Hands off Linkerd certificate rotation

This blog post was originally published on Matthew McLane’s Medium blog.

I’ll start by saying that I think Linkerd is a great tool. We use it at work to provide TLS between our pods, which frees us from having to build that functionality directly into our containers. When it works, it’s fantastic! It’s simple to get up and running and just does the job without a lot of extra fuss. For the most part, it’s been a very hands-off experience, which is exactly what we need.
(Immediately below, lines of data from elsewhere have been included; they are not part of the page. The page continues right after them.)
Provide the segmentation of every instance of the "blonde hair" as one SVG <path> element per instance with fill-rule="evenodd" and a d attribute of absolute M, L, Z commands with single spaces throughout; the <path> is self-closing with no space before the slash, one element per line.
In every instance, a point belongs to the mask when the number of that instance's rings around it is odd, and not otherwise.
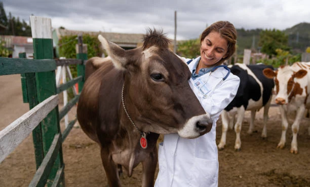
<path fill-rule="evenodd" d="M 200 44 L 210 32 L 216 31 L 218 32 L 221 36 L 226 40 L 227 43 L 226 55 L 219 62 L 221 63 L 224 60 L 231 57 L 236 51 L 237 32 L 234 25 L 227 21 L 219 21 L 213 23 L 203 31 L 200 38 Z"/>

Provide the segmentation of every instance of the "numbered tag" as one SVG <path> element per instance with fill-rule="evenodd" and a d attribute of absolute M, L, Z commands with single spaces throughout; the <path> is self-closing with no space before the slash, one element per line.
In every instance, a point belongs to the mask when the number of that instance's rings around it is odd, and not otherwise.
<path fill-rule="evenodd" d="M 140 145 L 143 148 L 146 148 L 147 147 L 147 141 L 146 140 L 146 135 L 145 132 L 142 133 L 142 136 L 140 138 Z"/>

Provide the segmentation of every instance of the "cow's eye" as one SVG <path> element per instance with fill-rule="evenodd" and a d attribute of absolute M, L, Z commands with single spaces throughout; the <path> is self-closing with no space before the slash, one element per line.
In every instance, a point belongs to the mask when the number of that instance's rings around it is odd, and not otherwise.
<path fill-rule="evenodd" d="M 164 81 L 164 76 L 161 73 L 151 74 L 150 77 L 155 81 Z"/>

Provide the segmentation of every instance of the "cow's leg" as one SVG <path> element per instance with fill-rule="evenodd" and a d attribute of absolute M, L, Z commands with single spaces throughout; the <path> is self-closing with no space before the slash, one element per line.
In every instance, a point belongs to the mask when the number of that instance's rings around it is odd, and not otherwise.
<path fill-rule="evenodd" d="M 105 171 L 106 178 L 109 187 L 121 187 L 121 182 L 118 174 L 117 164 L 115 164 L 110 156 L 107 147 L 101 147 L 100 151 L 101 161 Z"/>
<path fill-rule="evenodd" d="M 256 110 L 251 110 L 251 120 L 250 120 L 250 126 L 248 130 L 248 134 L 251 134 L 253 133 L 254 129 L 254 121 L 255 119 L 255 115 L 256 114 Z"/>
<path fill-rule="evenodd" d="M 282 121 L 282 133 L 281 134 L 281 138 L 280 141 L 277 146 L 277 148 L 283 148 L 285 146 L 286 131 L 287 127 L 288 127 L 288 122 L 287 121 L 287 113 L 286 109 L 284 108 L 284 106 L 279 106 L 279 109 L 281 115 L 281 120 Z"/>
<path fill-rule="evenodd" d="M 157 148 L 155 146 L 152 153 L 142 162 L 143 174 L 142 187 L 154 186 L 154 176 L 158 162 Z"/>
<path fill-rule="evenodd" d="M 221 114 L 221 118 L 222 119 L 222 135 L 221 136 L 221 140 L 217 145 L 219 150 L 223 149 L 225 145 L 226 145 L 226 135 L 229 121 L 228 116 L 228 112 L 225 110 L 223 110 Z"/>
<path fill-rule="evenodd" d="M 235 149 L 236 151 L 240 151 L 241 147 L 241 139 L 240 138 L 240 132 L 242 127 L 242 122 L 244 118 L 245 109 L 243 106 L 238 108 L 237 111 L 237 119 L 235 125 L 235 132 L 236 132 L 236 142 L 235 143 Z"/>
<path fill-rule="evenodd" d="M 227 114 L 227 117 L 228 118 L 228 129 L 232 130 L 234 128 L 234 124 L 235 124 L 235 116 L 236 116 L 235 113 L 231 113 Z"/>
<path fill-rule="evenodd" d="M 298 131 L 299 130 L 299 124 L 300 124 L 300 121 L 303 117 L 305 109 L 305 108 L 304 105 L 302 104 L 301 105 L 299 106 L 299 108 L 297 110 L 295 121 L 292 125 L 293 139 L 292 140 L 292 143 L 291 144 L 291 153 L 293 153 L 294 154 L 297 154 L 298 153 L 297 136 Z"/>
<path fill-rule="evenodd" d="M 268 117 L 268 111 L 269 111 L 269 108 L 270 108 L 270 104 L 271 103 L 272 99 L 272 97 L 270 96 L 269 100 L 264 106 L 264 126 L 263 127 L 262 131 L 261 131 L 261 137 L 264 139 L 267 138 L 267 121 L 269 118 Z"/>
<path fill-rule="evenodd" d="M 122 168 L 122 165 L 121 164 L 118 164 L 118 171 L 119 176 L 121 176 L 123 174 L 123 169 Z"/>

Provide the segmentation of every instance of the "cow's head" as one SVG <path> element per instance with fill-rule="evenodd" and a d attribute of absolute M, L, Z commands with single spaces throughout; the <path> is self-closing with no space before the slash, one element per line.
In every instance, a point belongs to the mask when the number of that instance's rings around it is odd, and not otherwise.
<path fill-rule="evenodd" d="M 114 66 L 124 72 L 125 105 L 141 131 L 189 138 L 210 131 L 210 115 L 188 84 L 189 69 L 169 49 L 162 32 L 148 30 L 143 46 L 130 50 L 98 39 Z"/>
<path fill-rule="evenodd" d="M 286 65 L 280 67 L 276 71 L 266 68 L 263 72 L 266 77 L 274 78 L 277 104 L 287 104 L 293 97 L 302 94 L 303 89 L 299 81 L 307 74 L 307 71 L 300 69 L 295 71 L 291 66 Z"/>

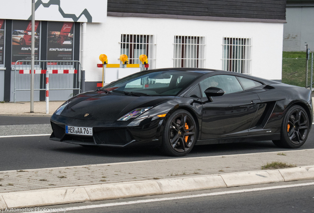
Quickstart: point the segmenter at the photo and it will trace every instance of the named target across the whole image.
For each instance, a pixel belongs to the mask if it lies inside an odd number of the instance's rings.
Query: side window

Recently, though, a change to cert-manager caused our long-standing certificates to unexpectedly rotate. This sent me on a journey to understand and implement a fully automated certificate rotation solution for our Linkerd service mesh, and I’d like to take you along for the ride.

The Problem

Linkerd largely manages its own certificates, but it needs a trusted foundation: a root anchor and an identity issuer certificate. Linkerd’s own documentation on Automatically Rotating Control Plane TLS Credentials explains this in detail. My goal was to build a completely automated solution for our clusters, bypassing the need for manual kubectl commands. I wanted to leverage our existing ArgoCD infrastructure to handle everything, including regular certificate rotation and all the necessary restarts, without any manual intervention.

linkerd-certs helm chart

The first step in my solution was to create a simple Helm chart to lay down the required certificates. Following the documentation, this chart creates three key certificates in the namespace using cert-manager: linkerd-trust-root-issuer, linkerd-trust-anchor, and linkerd-identity-issuer.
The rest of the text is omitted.